We talked about several things, the NGO’s projects, the business and investment climate in Malawi, the Constitutional court election case, Brexit, but the conversation centred around institutional bottlenecks associated with funding, and some of the fundamental challenges which restricted the activities of local NGO’s, and which prevented the creation of sustainable funding solutions.
He said most of the international organisations and funding agencies are not interested in investing in capacity building or financial sustainability of local NGOs. Not that it is their responsibility to do so, but everybody seemed to think that it’s somebody else’s issue or that the local NGO ought to figure sustainability out themselves, which is probably a fair stance. But of course they never do; not when their time is almost wholly invested in delivering projects, data collection (often on behalf of the very same international organisations) and in all-year-round fundraising efforts among other time-consuming day to day tasks.

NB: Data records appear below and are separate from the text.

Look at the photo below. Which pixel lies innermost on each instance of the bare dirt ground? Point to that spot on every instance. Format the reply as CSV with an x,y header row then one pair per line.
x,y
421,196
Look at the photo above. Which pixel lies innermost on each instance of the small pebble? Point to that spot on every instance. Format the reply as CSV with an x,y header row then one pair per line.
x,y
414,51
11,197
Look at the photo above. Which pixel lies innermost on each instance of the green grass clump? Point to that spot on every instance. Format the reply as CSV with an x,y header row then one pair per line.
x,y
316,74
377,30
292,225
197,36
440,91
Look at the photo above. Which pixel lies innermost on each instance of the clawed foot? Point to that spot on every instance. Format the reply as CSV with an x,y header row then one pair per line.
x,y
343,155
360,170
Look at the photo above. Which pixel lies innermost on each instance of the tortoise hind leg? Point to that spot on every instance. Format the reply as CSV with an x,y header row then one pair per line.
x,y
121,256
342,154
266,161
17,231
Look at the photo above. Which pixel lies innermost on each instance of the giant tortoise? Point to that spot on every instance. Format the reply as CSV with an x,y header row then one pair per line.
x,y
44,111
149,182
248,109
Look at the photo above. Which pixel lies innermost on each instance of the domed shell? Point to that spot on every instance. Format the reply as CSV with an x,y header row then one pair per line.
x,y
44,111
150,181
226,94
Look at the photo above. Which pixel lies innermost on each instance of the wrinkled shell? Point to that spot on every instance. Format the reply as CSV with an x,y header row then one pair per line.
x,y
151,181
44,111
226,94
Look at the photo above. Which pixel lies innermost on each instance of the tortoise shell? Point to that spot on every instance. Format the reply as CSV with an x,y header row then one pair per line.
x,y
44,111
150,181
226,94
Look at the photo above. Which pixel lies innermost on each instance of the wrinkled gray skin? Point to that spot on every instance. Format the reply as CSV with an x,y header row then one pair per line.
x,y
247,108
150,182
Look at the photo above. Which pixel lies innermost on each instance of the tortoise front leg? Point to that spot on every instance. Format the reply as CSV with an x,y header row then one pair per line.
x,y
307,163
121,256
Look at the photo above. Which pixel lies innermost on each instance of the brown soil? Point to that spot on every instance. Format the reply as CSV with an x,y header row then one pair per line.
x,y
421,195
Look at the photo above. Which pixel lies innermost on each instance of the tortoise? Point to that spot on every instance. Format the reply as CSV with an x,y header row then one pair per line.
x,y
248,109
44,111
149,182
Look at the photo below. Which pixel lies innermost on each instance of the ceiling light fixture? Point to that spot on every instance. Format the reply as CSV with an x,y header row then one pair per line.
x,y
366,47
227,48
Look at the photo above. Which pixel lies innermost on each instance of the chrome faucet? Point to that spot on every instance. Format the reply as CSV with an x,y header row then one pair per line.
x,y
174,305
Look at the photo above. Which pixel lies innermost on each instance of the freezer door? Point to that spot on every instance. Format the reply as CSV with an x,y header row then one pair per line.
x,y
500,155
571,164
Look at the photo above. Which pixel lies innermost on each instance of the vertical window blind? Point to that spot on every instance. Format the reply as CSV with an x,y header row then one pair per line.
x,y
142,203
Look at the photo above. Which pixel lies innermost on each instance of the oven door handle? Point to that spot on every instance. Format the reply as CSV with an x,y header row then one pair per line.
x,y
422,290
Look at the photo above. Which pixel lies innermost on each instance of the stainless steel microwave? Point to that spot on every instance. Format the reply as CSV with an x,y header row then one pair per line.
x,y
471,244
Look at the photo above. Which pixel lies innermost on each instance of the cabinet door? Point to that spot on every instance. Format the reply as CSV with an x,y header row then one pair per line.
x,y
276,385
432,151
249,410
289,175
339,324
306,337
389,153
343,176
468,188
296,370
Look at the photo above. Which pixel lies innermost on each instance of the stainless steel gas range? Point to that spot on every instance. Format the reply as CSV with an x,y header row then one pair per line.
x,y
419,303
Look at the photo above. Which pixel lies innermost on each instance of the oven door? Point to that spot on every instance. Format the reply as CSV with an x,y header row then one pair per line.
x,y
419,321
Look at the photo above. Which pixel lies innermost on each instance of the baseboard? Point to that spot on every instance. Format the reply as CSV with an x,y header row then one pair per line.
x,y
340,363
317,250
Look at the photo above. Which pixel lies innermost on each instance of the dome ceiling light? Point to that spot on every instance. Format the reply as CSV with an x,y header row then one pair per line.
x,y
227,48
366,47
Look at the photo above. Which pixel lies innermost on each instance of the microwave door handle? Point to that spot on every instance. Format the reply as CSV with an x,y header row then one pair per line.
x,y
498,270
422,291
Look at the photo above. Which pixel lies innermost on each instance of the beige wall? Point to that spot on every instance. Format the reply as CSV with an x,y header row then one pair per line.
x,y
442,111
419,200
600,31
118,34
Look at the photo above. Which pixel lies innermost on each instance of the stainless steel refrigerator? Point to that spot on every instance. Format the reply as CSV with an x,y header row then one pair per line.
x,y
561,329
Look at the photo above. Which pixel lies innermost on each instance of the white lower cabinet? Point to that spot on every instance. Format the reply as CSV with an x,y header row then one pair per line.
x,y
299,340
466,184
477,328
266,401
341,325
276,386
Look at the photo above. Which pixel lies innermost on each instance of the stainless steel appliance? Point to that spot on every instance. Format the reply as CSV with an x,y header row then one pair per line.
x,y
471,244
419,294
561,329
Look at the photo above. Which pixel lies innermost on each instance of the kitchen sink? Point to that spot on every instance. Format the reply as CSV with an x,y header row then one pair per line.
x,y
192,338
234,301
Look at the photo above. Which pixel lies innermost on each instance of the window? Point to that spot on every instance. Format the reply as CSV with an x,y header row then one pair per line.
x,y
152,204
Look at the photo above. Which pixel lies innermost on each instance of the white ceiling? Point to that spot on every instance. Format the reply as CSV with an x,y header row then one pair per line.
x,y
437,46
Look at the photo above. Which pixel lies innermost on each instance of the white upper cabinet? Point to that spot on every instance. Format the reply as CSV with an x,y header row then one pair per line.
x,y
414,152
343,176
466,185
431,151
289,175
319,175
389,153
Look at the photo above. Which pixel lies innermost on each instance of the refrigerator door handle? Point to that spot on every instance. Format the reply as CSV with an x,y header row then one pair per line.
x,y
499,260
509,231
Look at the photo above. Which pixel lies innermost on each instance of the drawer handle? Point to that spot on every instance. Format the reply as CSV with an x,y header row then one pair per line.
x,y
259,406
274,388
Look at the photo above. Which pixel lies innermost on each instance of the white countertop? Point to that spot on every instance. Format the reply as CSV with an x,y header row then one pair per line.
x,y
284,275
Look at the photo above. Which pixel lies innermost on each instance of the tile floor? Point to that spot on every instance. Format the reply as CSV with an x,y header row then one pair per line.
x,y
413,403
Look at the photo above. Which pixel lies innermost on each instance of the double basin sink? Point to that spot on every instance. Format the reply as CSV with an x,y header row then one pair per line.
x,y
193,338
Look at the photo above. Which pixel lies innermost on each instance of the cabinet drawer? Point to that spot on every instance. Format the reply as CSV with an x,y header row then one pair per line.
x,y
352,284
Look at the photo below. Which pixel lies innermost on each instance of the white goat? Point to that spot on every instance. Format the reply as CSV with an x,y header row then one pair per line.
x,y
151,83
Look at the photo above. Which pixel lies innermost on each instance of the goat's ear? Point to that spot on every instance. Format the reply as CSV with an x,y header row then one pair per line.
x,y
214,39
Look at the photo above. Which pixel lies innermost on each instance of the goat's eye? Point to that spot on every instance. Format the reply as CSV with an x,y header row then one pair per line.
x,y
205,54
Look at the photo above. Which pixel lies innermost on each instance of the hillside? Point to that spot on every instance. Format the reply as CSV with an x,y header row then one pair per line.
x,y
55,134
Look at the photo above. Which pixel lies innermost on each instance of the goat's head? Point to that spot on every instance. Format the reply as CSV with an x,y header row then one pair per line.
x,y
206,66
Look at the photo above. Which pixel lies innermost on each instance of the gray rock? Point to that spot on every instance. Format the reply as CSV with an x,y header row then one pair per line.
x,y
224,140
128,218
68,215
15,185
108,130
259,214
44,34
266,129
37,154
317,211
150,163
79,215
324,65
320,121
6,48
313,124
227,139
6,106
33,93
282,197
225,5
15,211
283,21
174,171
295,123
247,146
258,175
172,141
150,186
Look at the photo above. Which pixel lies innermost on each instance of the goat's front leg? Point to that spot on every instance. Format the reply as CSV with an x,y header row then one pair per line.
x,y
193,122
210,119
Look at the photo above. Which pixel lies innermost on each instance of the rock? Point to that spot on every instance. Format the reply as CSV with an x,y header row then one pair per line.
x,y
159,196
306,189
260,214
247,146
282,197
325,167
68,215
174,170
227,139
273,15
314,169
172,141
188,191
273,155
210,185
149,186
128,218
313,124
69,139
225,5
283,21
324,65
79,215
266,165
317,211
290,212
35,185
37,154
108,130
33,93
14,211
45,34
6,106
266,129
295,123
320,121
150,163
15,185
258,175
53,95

One of the phrases he used several times during our conversation (and which got me thinking) was “We are all chasing after the few resources available“.
Essentially that if a small NGO is based in a third world country which was considered one of the poorest in the world, then their chances of survival were predicated on how much money international NGO’s (iNGO) gave them to supplement their income; in any case they did not have any large corporate donors who donated huge sums of money directly to them, and their own fundraising projects wouldn’t pull in high enough sums for long-term planning. So with all this talk of trade-not-aid, if the iNGO pulled the plug on funding for the local NGO to be weaned of such aid, out goes the baby with the bathwater!
He said successive administrations of the government hadn’t invested sufficiently in services and infrastructure for the country to be an attractive option for foreign investment, or for home-grown industry to be able to support the relatively large number of NGO’s that existed.
So after the discussion, I dug around and found that the story doesn’t end there. It seems to me that when it comes to charitable donations, even by foundations, the comparatively well-off places appear to receive a far greater share of the aid pie than the less well-off places.
Which doesn’t really square up the more you think about it.
Ask yourself why a place that is doing relatively well would be attracting far more aid funding than a place that is not doing as well (and as a consequence – probably needs the funding more)?
It’s a bit like spending $120 million on funding an existing large shiny hospital that is already well-resourced, that has enough doctors, enough drugs, an acceptable doctor-to-patient ratio, a cash surplus, etc. etc. whereas a struggling hospital without drugs, without sufficient equipment, with leaking roofs, whose wards are overcrowded, and which has an unacceptable doctor-to-patient ratio only gets $42,000.
Now, I’m not saying there aren’t reasons why the shiny hospital is able to attract more funding than the struggling hospital, or that the shiny hospital doesn’t have legitimate and credible uses for such funds. My point is that proportionally, there’s a credible case for the struggling hospital to get significantly more help and assistance. And as sensitive as the issue may be, the gatekeepers and funding directors ought to be aware of such a problem.
Further, these figures may not be accurate (under-reporting / not reporting at all), and may not be representative of all aid that flowed to recipient countries (including informal transfers).
But it’s not just about numbers, targets or throwing money around. Instead the industry as a whole needs a self-reflection to look at how such imbalances can be effectively tackled while moving towards helping create greater sustainability. Simply put, how do you begin to bridge the gap while helping local NGOs build capacity?
I’m yet to encounter a convincing justification as to how such an uneven distribution of aid funding can be effective in the broader scheme of things? Especially if the ultimate goal is for continent-wide impact.
And if you were to examine figures of the years before and after this data was collected, the same countries listed above would probably have received roughly the same levels of aid, when compared to each other, although don’t hold me to it. Minimally it means that however noble the aspirations or problems that were being addressed, the local NGOs in those countries which received little amounts of aid were only as effective as the resources they had at their disposal? And that ought to be a problem for the entire sector.